Rappel des obligations législatives & réglementaires

L’article R.4235-48 du CSP définit l’acte de dispensation du médicament, associé à sa délivrance.

L’arrêté du 28 novembre 2016 relatif aux bonnes pratiques de dispensation des médicaments rappelle les dispositions auxquelles doivent se conformer les pharmaciens titulaires d’officine, les pharmaciens gérants de pharmacies mutualistes ou de secours minières ainsi que les pharmaciens adjoints et les étudiants en pharmacie munis d’un certificat de remplacement, et décrites en annexe du présent arrêté.
L’article L. 5125-1-1 A du CSP précise les conditions définies pour les pharmaciens d’officine pour leur permettre de contribuer, participer, proposer, concourir, effectuer des actes, et délivrer pour certaines pathologies dans les missions qu’ils leur sont impartis.

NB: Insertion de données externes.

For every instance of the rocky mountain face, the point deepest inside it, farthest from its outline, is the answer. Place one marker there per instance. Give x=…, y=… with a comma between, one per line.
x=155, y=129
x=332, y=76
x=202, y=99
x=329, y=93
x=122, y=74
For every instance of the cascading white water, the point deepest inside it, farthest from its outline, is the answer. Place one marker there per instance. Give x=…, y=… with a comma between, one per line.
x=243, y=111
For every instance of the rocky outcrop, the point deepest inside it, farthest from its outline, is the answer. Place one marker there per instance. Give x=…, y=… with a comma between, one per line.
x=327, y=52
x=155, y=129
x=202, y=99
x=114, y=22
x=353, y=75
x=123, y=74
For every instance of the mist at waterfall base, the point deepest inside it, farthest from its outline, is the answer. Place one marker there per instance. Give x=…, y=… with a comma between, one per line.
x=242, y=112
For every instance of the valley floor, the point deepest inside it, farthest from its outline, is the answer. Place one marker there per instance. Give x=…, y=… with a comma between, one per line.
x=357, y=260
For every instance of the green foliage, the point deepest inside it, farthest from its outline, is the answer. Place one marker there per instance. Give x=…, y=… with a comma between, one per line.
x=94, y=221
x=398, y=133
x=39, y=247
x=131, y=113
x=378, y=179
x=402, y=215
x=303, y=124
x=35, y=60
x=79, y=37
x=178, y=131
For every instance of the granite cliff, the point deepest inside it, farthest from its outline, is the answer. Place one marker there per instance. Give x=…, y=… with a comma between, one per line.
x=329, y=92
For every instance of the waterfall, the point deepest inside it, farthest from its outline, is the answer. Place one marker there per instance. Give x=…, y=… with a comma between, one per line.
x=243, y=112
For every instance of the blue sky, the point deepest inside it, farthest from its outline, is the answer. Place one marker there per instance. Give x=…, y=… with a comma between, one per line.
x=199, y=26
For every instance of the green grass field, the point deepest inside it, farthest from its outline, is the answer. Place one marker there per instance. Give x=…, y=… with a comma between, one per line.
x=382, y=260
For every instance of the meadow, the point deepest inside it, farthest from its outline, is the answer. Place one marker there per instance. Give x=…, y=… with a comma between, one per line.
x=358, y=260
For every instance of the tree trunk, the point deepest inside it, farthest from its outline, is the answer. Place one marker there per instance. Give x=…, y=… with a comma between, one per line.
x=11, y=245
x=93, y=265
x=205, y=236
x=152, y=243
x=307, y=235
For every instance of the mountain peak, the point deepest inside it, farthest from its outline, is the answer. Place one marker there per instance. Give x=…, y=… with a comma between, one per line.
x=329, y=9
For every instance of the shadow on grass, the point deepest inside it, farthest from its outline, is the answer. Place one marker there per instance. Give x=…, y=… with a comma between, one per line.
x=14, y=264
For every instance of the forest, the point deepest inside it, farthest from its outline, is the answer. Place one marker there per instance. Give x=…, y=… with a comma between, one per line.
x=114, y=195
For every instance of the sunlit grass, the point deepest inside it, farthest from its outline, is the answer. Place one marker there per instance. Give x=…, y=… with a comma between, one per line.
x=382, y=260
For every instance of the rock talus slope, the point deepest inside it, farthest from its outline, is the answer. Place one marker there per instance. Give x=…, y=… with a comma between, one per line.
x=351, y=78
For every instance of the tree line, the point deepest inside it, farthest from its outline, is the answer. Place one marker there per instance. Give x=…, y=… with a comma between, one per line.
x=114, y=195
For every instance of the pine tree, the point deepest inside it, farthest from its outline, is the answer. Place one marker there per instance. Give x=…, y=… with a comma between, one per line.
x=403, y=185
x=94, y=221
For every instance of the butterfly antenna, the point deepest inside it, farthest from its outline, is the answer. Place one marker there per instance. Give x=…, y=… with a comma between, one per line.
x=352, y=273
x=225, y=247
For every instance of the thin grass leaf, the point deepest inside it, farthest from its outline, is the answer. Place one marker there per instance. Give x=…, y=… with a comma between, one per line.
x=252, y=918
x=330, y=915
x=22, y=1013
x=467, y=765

Délivrance et dispensation

La dispensation correspond à un processus intellectuel incluant :

  • L’analyse pharmaceutique de l’ordonnance, quand elle existe, d’un médicament ou d’un produit de santé ;
  • L’analyse pharmaceutique d’une demande en l’absence de prescription (médicament à prescription facultative, produit de santé hors du champ de la prescription obligatoire) ;
  • Le suivi et la réévaluation éventuelle du traitement ;
  • Le conseil pharmaceutique ;
  • La contribution aux vigilances et le traitement des alertes sanitaires.

Ce processus peut éventuellement conduire à suspendre et/ou modifier la délivrance (dans l’attente de précision du prescripteur), pouvant aller jusqu’au refus de délivrance tel que prévu par l’article R.4235-61 du CSP

Quand le pharmacien constate un intérêt thérapeutique, l’intervention pharmaceutique permet de formaliser l’analyse et de soumettre au prescripteur, ses constats et ses initiatives éventuelles. L’acte de dispensation engage la pleine et entière responsabilité de la décision du pharmacien d’officine : responsabilité pénale (obligation de répondre d’acte délictuel et subir une sanction pénale dans les conditions et selon les formes prescrites par la loi), responsabilité civile (obligation de réparer le dommage subi par le patient à la suite d’événement dont il est responsable) et responsabilité disciplinaire, (obligation de répondre pour le pharmacien inscrit à l’Ordre de manquements professionnels et déontologiques prévus par le CSP).

La délivrance correspond à la remise matérielle du médicament ou d’un produit de santé. L’analyse pharmaceutique implique que toute délivrance est le fruit d’une réflexion implicite mais nécessaire. La facture atteste cette remise des produits au patient ou à la personne de confiance désignée par ce dernier.

Les différentes étapes de la dispensation

En préambule, rappelons les différentes étapes du processus telles que définies par les BPD :

  1. Analyse de l’ordonnance ou d’une demande de médicament à prescription facultative
  2. Conseil pharmaceutique 
  3. Contribution aux vigilances et traitements des alertes sanitaires
  4. Délivrance

Le processus de dispensation

Le concept de « processus » auquel est dorénavant lié la dispensation peut se résumer par le schéma ci-dessous qui, outre le processus de dispensation lui-même, met en évidence les processus associés dits « supports » et de « management » qui autorisent la pleine réalisation de la qualité de l’acte de dispensation.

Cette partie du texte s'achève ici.